Athletes who decide to stick with the sport have the opportunity to do so while playing with the same organizations through the end of high school. While many sports are offered at high schools, athletes interested in lacrosse must look to club play. According to McGann, the lack of traditional, school-based teams is due to the sport being relatively new in the region, as well as the cost to fund, equip and train a team. Though play is based around the club teams, McGann said that isn’t necessarily a bad thing.

“It could happen, but I don’t see it happening in the near future,” he said when asked if he saw schools picking up the sport in the future. “What has been done in Arizona, though, is both at the junior high school and high school level is that there are clubs and if you live in or attend school in that area then you can play for that club. It’s trying to keep the community and community-based teams grow together instead of having kids coming from opposite sides of town and building some kind of an all-star team and having no one else exposed to the game.”

Whether a six-year-old just learning how to hold their stick and throw a ball or a high school-aged athlete looking to impress a college scout, McGann said he sees a bright future for the Oro Valley Lacrosse Club.

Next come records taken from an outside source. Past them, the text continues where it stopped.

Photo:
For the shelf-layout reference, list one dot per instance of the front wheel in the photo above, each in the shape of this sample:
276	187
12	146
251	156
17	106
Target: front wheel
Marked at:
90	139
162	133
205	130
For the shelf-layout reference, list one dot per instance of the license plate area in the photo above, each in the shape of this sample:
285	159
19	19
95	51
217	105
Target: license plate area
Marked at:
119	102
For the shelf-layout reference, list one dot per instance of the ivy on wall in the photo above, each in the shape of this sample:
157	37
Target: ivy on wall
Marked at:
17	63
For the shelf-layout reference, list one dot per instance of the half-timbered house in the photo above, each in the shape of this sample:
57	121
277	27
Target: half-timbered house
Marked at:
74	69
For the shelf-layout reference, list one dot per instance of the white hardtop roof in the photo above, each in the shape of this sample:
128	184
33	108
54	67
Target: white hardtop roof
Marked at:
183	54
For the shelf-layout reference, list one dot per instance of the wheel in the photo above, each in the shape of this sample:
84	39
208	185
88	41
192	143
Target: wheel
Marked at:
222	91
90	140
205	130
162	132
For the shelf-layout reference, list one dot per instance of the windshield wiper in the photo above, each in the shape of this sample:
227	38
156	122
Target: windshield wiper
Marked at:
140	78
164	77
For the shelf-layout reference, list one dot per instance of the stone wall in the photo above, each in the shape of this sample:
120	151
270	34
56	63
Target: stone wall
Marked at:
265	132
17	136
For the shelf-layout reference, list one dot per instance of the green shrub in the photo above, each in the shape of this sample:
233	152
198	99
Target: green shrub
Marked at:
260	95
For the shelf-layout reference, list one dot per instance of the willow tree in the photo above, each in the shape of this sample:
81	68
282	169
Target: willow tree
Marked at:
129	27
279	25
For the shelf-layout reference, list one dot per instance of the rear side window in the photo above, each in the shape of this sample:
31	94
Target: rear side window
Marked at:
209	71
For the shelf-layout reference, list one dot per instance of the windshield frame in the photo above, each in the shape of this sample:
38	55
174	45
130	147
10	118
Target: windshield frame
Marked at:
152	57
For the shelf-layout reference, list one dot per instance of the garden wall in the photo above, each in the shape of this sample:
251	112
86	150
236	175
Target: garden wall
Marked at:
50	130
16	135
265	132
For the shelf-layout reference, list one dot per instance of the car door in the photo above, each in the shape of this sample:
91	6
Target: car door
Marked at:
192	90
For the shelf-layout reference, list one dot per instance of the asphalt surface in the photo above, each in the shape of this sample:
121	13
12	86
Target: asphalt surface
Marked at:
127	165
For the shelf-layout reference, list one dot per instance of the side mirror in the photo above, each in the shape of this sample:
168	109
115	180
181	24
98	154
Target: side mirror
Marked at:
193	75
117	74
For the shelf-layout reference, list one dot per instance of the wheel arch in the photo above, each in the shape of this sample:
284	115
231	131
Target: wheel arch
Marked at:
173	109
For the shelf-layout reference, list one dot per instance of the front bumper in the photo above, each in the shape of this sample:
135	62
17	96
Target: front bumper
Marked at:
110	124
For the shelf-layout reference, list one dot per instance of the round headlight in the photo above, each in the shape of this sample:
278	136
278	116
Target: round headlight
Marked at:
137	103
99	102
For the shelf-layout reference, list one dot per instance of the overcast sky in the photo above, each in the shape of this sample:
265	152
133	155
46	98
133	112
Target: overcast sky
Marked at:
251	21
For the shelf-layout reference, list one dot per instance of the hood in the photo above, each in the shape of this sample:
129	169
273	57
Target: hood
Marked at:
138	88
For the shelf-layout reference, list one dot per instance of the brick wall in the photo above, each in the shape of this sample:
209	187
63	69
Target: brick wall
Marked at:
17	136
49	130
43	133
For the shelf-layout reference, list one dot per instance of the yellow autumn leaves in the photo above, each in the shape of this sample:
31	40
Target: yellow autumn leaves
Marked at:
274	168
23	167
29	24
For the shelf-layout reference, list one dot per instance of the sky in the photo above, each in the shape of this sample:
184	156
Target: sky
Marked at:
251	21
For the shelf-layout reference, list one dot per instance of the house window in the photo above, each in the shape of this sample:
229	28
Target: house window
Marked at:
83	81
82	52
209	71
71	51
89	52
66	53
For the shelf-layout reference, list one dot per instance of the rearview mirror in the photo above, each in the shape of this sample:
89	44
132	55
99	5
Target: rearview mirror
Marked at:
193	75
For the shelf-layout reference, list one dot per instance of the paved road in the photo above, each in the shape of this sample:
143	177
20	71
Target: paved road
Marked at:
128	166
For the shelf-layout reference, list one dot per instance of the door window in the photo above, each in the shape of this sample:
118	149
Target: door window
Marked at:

Looking forward, McGann also said that even more tournament action could one day be commonplace at Naranja Park, as the town is currently planning to install two more multi-purpose fields at the park site, something the club greatly supports. With the additional space, McGann said the team could then host what he referred to as “mini jamborees,” at which even more teams from across Arizona would come to town and face off against one another.

“That would be one of our motivations for having them expand the fields up here; we could bring in folks every weekend to have tournaments like this,” McGann said.